The best place to improve your brand recognition

Where’s the best place to improve your company’s brand recognition in technical marketplaces nowadays? If it’s impressing your own MD that you’re after, I suspect that nothing has changed in the last 25 years: an eyewateringly large stand at WidgetEx, or a double-page spread in the front of Widget World News. The average MD loves this, mixing up ‘image’ with ‘brand’. In fact, for us, brand recognition – more than ever – is about name recognition, and means getting your name in front of prospects again and again. And again.

When it comes to buying cars, or chocolate bars, branding is all about the image which the name conjures up. When it comes to buying blue widgets, it’s all about whether the prospect recognises your name. That’s a very different thing.

I find it hard to believe that anyone would look past Google Search nowadays as the place to increase your name recognition. £25,000 might get you an exhibition stand which would impress your name on some of the small subset of prospects who come to the exhibition. Let’s say you reach 2,000 of the 20,000 prospects out there, with your one hit, which is admittedly a decent sized one.

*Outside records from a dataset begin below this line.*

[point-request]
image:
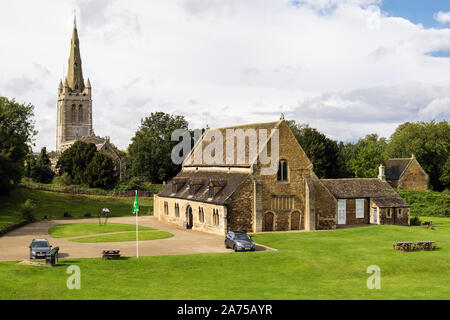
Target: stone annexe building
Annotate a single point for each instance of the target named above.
(220, 198)
(406, 174)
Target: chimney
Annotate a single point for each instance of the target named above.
(381, 174)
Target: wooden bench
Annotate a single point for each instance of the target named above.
(111, 253)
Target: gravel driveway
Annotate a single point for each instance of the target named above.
(14, 245)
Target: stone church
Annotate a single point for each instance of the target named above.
(74, 111)
(217, 198)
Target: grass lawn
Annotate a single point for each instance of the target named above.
(427, 202)
(87, 228)
(53, 205)
(127, 236)
(308, 265)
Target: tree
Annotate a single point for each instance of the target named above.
(369, 153)
(430, 144)
(41, 168)
(149, 154)
(322, 151)
(75, 160)
(16, 135)
(100, 172)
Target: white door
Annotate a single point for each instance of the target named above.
(375, 215)
(342, 211)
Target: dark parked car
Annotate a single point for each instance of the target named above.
(239, 241)
(39, 248)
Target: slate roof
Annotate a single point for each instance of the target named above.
(228, 183)
(395, 168)
(379, 191)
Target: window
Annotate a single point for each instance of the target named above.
(282, 174)
(216, 220)
(177, 210)
(359, 208)
(166, 208)
(389, 213)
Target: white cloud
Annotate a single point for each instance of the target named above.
(442, 17)
(341, 65)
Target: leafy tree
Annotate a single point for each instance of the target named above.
(151, 147)
(100, 172)
(430, 144)
(41, 168)
(16, 135)
(322, 151)
(75, 160)
(369, 153)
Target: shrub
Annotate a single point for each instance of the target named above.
(63, 180)
(27, 209)
(415, 221)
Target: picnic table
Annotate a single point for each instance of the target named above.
(111, 253)
(414, 245)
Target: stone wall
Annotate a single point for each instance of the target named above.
(206, 226)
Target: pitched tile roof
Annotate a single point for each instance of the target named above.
(228, 182)
(395, 168)
(205, 141)
(379, 191)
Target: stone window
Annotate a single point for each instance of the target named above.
(166, 208)
(177, 210)
(215, 218)
(282, 174)
(359, 208)
(389, 213)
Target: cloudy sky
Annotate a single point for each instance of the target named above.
(346, 67)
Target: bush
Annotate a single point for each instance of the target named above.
(63, 180)
(26, 210)
(415, 221)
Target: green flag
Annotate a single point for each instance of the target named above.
(136, 205)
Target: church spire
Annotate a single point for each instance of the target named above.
(75, 72)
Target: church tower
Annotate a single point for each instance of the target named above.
(74, 115)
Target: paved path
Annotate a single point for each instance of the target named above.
(14, 245)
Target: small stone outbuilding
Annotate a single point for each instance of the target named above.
(406, 174)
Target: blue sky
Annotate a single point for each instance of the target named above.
(417, 11)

What if you spent the same money appearing at the top of the page on Google search results? At £2.50 a click and a 1% clickthrough rate, you’d be the first name they see a million times. I suspect that’d be almost all of the 20,000 prospects, an average of 50 times each. There’s no competition. Sure, name recognition is only a secondary aim for the advertising campaign (website traffic and enquiries are the first!), but name recognition is only a secondary aim for an exhibition stand too.

One of our clients – who totally gets this – has had 6.5million advertisement appearances in Google search results, in the UK, in four years, normally right at the top of the page. Their prospect base is in maybe the low 5 figures. They asked from the outset for their company name to be a prominent part of the advert. And if you were in their market, you’d know it well.